Introduction to quantitative text analysis
This course provides an introduction to quantitative text analysis in the Digital Humanities, covering corpus building, text mining, stylometry, topic modelling, and machine learning approaches.
Instructor: Sarah Lang
Course Overview
The course introduces methods of quantitative text analysis and their application within the Digital Humanities. Students learn how to formulate research questions that can be investigated computationally, construct and prepare textual corpora, and interpret quantitative results in a humanities context.
Using literary texts as case studies, the course explores concepts such as corpus building, representativeness, collocations, keyword analysis, stylometry, topic modelling, and text visualisation.
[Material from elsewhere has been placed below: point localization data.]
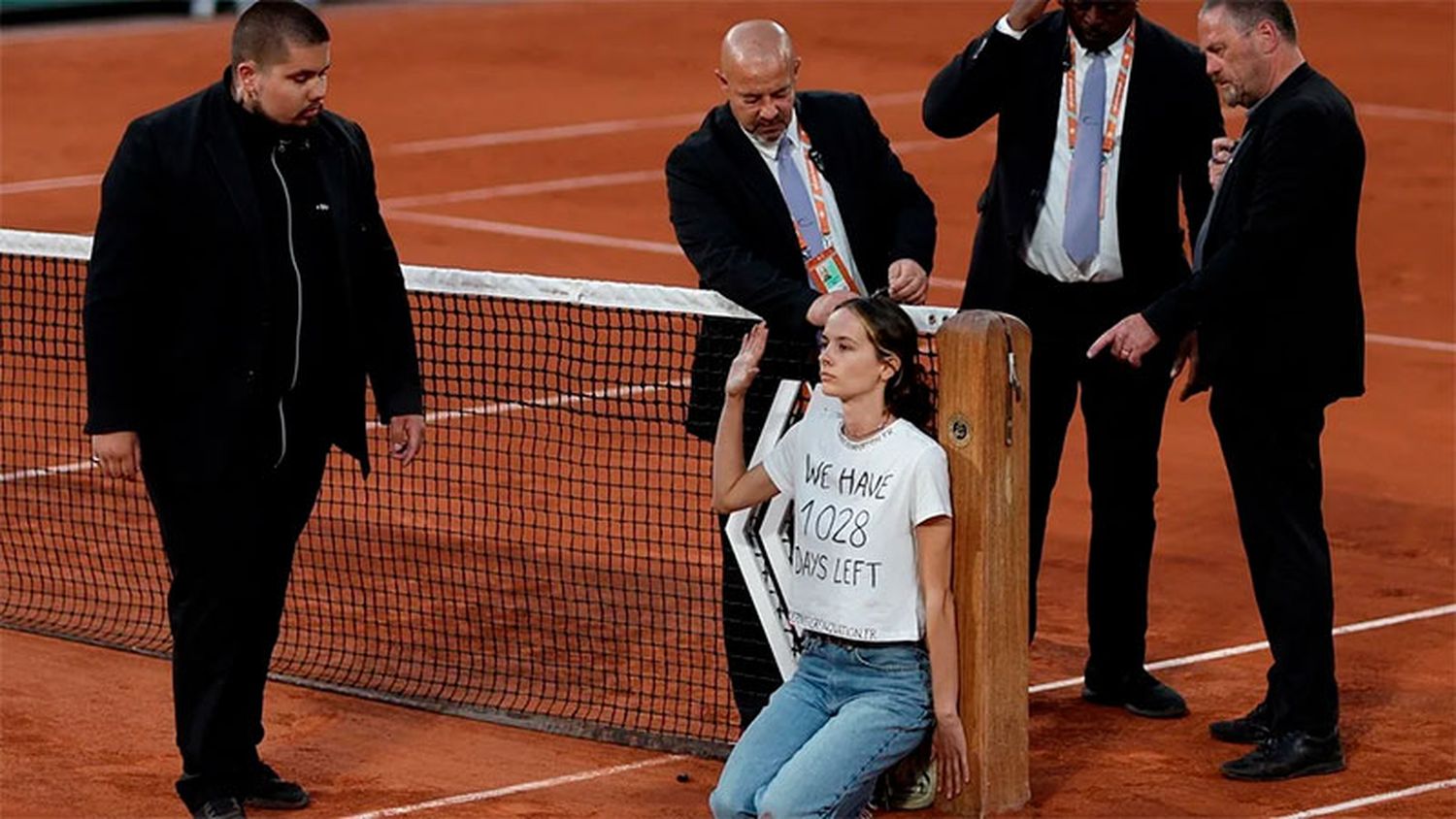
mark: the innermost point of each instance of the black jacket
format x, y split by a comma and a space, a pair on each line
1170, 124
1277, 300
731, 221
177, 311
Particular emphasis is placed on the relationship between distant reading and close reading, highlighting how computational approaches can complement traditional literary analysis.
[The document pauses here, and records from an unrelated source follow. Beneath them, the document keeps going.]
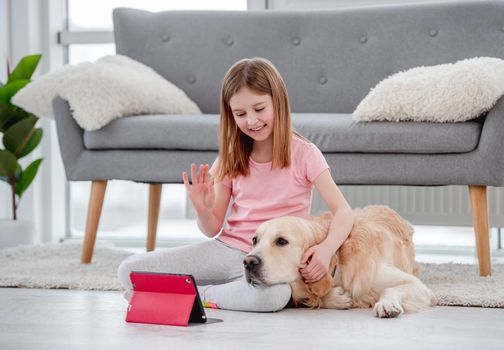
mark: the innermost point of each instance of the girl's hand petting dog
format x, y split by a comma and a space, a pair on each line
315, 263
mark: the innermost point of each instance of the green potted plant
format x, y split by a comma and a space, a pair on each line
19, 138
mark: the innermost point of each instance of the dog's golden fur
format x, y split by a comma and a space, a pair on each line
374, 267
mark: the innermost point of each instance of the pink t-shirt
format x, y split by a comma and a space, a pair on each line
266, 194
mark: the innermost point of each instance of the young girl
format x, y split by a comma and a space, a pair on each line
269, 170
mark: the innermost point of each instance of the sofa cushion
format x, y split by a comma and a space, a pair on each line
332, 133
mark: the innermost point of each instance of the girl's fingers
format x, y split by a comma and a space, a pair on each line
200, 175
194, 178
186, 180
203, 173
206, 177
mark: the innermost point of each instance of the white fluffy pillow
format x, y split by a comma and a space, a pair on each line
112, 87
453, 92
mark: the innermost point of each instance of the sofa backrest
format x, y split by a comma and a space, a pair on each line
329, 59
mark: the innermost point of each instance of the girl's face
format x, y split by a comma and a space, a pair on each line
253, 113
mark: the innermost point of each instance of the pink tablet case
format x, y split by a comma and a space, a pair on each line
160, 298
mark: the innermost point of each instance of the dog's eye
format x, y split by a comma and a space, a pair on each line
281, 241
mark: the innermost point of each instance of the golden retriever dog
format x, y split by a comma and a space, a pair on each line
374, 267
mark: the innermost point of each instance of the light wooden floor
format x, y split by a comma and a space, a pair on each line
65, 319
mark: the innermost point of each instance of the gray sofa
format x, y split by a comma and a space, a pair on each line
329, 60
This course was taught at the University of Passau in Summer Semester 2019 as Atmosphäre der Angst (Gothic Horror) and again in Summer Semester 2022 as Schreibmaschinen: Anwendungen von Deep Learning und Text Mining verstehen. The 2019 iteration focused on Gothic horror literature and the question of whether the “atmosphere of fear” can be analysed quantitatively. The 2022 iteration expanded the course to include recent developments in text mining, machine learning, and deep learning, while maintaining a practical focus on the use of established text analysis tools that require no prior programming experience.